May Day demonstrations repressed: On 1 May, demonstrations gathering several thousand workers were repressed by the police, who fired tear gas bombs at the crowd and arrested numerous participants. The authorities had called on the population not to take part in the May Day demonstrations, fearing a wave of protests following presidential and legislative elections marked by massive fraud. The Nigeria Labour Congress (NLC) and the Trade Union Congress of Nigeria (TUC) had planned to hold May Day rallies to draw the authorities' attention to the fall in living standards and to demand that the elections be annulled.

State governor of Oyo fires 34,000 public employees: On 20 September, Adebayo Alao-Akala, the state governor of Oyo in southwest Nigeria, fired the entire staff of public service workers, 34,000 people, who were refusing to end the strike initiated one month earlier. He then demanded that the vacancies be filled immediately. The new governor, who had taken office in May following the controversial elections, refused to honour the agreement concluded between his predecessor and the unions regarding a pay increase. On 3 October, some days after a legal ruling overturning the collective dismissal, the governor was forced to renege on his decision and to approve the pay increase.

Renewed hope for 49 university lecturers dismissed in 2001: At the end of June, following a three-month strike by the Academic Staff Union of Universities (ASUU), the government committed to reinstating the 49 lecturers from the University of Ilorin who had been unfairly dismissed during a strike in 2001. The ASUU had since then been leading an ongoing campaign for the lecturers' reinstatement. Several protests had been held and the court had ruled in favour of the ASUU but the university authorities continued to hold out. Despite the government's promise, the lecturers had still not been reinstated at the end of 2007 and the ASUU was threatening to take further strike action.

Refusal to recognise union and serious police brutality in oil sector: On 18 November, at the Bonny oil terminal, security officers violently assaulted a group of workers employed by NLNG (Nigeria Liquefied Natural Gas Ltd) or hired through subcontractors. Soldiers fired tear gas bombs and beat the workers with batons. Ibifuro Pepple was left permanently blinded in one eye and another 28 workers were seriously injured. According to the National Union of Petroleum and Natural Gas Workers (NUPENG), the workers had just commenced a peaceful protest following the NLNG's refusal to recognise their union. NLNG is jointly owned by Shell (26%), Total (15%), Agip (10%) and the Nigerian State (49%).

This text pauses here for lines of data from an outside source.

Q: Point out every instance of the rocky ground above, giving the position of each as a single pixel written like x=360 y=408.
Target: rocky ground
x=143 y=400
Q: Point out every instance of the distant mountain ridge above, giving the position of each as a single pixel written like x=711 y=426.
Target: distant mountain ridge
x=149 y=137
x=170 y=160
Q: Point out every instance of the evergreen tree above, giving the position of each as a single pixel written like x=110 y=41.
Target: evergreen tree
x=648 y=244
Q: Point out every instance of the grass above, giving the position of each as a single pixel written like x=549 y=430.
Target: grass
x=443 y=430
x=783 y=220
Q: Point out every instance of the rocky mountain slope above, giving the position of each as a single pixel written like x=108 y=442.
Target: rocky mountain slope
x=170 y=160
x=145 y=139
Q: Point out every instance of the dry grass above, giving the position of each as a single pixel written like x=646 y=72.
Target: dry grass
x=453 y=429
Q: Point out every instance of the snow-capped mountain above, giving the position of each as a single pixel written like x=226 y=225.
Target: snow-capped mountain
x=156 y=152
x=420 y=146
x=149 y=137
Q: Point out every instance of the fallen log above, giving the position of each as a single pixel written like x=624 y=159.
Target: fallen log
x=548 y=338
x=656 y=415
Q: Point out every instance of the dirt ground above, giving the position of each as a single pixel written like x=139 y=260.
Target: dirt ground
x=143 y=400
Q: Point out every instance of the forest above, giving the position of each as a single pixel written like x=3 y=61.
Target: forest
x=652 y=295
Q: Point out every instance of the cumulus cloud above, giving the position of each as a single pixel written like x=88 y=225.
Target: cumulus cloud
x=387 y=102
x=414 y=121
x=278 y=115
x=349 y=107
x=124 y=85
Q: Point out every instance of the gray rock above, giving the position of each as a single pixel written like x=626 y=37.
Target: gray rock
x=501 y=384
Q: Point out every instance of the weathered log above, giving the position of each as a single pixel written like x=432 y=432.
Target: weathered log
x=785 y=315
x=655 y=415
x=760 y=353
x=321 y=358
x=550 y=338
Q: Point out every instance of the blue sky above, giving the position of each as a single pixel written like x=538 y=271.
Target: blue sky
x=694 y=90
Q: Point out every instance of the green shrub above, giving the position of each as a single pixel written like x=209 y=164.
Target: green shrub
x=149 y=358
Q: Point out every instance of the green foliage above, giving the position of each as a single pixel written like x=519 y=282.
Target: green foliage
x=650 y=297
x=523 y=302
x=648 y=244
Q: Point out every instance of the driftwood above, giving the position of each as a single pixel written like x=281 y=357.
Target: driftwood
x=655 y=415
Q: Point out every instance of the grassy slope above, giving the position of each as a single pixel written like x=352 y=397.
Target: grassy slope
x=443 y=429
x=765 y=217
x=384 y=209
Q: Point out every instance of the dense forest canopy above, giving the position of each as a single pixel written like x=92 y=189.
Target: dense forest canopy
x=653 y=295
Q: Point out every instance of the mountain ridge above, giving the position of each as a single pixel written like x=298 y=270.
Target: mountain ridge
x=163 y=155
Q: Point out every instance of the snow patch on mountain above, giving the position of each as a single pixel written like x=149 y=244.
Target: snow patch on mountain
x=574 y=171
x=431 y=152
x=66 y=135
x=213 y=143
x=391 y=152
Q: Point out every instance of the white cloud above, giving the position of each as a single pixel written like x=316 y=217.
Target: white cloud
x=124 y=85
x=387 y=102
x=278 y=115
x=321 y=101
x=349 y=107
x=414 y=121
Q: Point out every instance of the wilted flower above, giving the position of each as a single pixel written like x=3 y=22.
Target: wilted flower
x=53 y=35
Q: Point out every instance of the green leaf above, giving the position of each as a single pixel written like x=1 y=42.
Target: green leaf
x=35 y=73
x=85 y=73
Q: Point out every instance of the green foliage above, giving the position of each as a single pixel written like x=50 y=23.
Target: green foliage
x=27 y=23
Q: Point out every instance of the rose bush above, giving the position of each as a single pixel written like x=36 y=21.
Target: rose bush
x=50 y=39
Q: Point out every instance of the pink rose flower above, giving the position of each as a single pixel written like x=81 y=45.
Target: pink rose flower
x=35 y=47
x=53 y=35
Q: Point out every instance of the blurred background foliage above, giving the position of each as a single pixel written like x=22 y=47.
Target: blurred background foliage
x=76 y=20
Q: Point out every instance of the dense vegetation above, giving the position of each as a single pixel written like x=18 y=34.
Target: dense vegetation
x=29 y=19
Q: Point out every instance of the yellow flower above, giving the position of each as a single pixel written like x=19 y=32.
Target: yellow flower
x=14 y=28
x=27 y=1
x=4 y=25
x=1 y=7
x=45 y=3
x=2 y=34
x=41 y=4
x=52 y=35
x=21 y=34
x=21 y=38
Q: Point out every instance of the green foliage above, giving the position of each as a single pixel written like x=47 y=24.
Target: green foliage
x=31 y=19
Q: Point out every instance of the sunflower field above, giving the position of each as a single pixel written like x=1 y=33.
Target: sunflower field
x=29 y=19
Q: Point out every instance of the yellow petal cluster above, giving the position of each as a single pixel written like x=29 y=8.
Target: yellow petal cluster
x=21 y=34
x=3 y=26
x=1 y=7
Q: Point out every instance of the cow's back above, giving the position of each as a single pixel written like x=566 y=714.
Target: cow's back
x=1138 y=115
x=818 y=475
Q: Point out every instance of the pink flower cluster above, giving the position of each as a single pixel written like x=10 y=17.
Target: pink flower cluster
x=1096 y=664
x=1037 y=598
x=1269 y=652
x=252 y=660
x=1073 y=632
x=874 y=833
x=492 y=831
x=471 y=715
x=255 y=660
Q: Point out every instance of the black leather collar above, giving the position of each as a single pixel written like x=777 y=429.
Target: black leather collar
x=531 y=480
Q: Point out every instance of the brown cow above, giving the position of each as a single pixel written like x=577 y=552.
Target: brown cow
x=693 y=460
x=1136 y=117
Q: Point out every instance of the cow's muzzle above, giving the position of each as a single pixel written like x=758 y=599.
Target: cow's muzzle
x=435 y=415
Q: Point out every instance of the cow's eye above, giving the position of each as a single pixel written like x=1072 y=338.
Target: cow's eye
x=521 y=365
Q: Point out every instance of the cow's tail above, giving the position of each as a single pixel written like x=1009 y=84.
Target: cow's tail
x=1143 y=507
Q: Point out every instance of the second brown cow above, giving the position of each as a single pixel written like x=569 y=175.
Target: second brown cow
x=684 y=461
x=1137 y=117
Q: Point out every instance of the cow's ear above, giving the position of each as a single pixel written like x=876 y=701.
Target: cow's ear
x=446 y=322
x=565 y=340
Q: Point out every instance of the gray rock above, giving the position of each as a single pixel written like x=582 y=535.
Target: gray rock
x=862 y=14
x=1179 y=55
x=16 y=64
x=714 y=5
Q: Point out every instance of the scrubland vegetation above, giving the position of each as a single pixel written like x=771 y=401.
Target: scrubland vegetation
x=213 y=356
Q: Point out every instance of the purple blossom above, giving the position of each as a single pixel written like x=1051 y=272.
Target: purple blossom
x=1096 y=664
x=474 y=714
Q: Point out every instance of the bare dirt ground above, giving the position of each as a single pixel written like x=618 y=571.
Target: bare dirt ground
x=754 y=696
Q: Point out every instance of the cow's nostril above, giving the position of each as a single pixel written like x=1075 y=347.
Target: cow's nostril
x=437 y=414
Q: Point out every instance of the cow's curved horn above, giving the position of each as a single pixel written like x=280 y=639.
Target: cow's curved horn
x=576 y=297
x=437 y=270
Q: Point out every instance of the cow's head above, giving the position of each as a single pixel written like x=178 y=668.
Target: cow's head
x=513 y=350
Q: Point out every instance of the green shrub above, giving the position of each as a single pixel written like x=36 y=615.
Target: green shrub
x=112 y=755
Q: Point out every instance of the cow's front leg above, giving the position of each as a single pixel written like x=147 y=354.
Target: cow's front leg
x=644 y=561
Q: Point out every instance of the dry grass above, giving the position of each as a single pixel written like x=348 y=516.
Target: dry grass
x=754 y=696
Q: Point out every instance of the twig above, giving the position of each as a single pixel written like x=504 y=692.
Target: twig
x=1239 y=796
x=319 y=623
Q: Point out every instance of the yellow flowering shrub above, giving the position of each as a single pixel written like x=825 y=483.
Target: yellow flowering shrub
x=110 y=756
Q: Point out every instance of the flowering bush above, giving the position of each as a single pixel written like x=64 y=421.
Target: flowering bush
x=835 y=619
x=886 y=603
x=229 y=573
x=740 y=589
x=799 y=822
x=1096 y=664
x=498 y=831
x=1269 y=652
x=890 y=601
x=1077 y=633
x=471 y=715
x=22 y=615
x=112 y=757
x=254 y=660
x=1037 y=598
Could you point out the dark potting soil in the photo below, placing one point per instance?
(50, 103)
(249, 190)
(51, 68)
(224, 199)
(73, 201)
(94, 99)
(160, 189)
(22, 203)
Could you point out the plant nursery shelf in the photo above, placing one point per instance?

Newspaper management deploys strategy to oust union: On 16 November, at the end of a 12-day strike, the management of the daily newspaper The Guardian announced the paper's closure and the redundancy of its entire staff (800 employees), despite having apparently reached an agreement following negotiations with the NLC and the National Union of Journalists (NUJ) and the strikers' acceptance of a 20% pay increase instead of the 50% increase they were demanding. Some days later, the management explained that the crisis had given it an opportunity to reflect on the newspaper's future and that it had been working on a restructuring plan for some time already. At the end of 2007, The Guardian came back into circulation with major changes to its staff.